Sent from my iPhone using Tapatalk
 

jupp0r

Active member
Truck is looking awesome! I've got a very similar build going on my '18. Did you just beat the pinch weld over with the hammer by hand? I'm running 12.5 tires now but will probably go 13.5 very soon.

Yeah I just hammered it over with a 3lbs hammer. 5lbs will work better probably. I think keeping it intact is probably better for long term waterproofness than cutting it up. In the AEV flare instructions they also hammer it over after putting some stress relief cuts in. I didn’t see the need for the relief cuts.
 

jupp0r

Active member
Looks great so far. I’m about to jump to 37x12.5s. Are E rated necessary for our PWs or will D be plenty?

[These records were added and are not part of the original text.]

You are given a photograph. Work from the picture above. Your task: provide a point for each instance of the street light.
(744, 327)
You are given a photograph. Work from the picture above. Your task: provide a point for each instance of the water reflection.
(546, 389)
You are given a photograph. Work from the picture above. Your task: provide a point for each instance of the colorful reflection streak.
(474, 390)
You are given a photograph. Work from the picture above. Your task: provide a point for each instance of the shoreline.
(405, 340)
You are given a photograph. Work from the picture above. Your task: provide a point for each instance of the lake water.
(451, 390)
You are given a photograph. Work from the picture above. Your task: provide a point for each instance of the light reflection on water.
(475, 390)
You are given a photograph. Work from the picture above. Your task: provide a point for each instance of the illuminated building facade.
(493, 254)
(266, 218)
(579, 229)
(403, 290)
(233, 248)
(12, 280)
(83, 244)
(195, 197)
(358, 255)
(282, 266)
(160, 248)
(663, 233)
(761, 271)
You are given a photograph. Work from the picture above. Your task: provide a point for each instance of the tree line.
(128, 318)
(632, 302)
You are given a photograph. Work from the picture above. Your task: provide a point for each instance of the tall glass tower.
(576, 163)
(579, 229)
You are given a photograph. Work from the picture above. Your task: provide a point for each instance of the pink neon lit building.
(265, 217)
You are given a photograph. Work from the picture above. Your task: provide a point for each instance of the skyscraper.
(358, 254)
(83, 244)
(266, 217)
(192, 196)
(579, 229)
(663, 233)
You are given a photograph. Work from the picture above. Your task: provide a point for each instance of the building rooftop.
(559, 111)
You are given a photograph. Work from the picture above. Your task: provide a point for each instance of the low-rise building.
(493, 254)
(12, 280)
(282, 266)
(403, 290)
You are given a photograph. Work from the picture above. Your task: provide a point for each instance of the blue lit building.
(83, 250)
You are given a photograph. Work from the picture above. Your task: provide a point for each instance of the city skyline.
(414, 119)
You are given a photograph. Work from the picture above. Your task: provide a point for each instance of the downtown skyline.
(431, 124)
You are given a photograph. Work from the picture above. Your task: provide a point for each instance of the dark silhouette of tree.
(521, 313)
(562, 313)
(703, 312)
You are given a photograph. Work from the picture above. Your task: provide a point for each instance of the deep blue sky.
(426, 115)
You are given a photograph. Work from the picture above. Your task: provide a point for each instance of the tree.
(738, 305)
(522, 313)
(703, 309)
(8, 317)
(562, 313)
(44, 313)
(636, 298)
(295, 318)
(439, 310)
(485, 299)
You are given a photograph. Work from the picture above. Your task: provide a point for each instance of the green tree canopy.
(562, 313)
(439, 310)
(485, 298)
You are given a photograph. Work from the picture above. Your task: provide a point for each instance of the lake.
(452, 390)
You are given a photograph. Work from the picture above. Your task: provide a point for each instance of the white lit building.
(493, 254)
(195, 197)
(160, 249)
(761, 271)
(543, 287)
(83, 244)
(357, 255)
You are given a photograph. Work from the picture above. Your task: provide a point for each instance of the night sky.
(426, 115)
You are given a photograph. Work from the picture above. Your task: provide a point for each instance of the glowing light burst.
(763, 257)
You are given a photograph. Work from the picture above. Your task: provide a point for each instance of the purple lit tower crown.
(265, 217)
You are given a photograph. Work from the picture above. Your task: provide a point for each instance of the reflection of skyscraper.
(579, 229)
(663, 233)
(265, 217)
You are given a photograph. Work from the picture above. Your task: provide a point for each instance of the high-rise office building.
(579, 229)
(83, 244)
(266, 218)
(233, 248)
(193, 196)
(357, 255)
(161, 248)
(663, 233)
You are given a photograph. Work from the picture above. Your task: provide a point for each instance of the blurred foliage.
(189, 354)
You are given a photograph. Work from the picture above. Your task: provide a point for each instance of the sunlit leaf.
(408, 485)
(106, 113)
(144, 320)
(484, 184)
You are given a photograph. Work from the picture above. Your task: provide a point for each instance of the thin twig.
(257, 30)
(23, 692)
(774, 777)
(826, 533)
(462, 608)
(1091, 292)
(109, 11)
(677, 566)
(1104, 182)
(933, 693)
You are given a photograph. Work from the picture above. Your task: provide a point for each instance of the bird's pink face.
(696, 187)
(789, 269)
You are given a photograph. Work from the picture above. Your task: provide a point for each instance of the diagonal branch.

Sent from my iPhone using Tapatalk

From a load perspective D is plenty, but these are still heavy rigs and I wanted the additional side wall strength of E rated tires to prevent tire damage on sharp rocks when aired down. Fitment wise it doesn’t really matter, the 13.5s clear fine after some trimming (with the right offset wheels).
 

warwickscout

Observer
That not accurate,everything about the pw is the same as a 3/4 ton except some suspension parts (and lockers ,swaybar dico).it has almost nothing in common with a 1/2 ton.Tow rating is still higher then most 3/4 ton trucks from the 80s and 90s
 

jadmt

ignore button user
D rated and even C rated like Toyo AT3 in 35x11.5-17 have more than enough load capacity for the PW and the Toyo AT3 has the same side wall ply as the E rated version....Now I suppose if you are going to overload that is different but the GVWR is 8565lbs the C rated Toyos are rated for 2910 or there abouts as going off memory.
 

Bayou Boy

Adventurer
Meh, dunno about that statement, I'm at 10k loaded with my PW.

Like above, you are overloaded significantly. The chassis is up to it but my bet is you have added tools to deal with that weight.

The stock PW is a 1/2 ton capacity truck built on a 3/4 ton chassis. There's really no way to dispute that.Tons of stock PWs have payloads of barely over 1200#.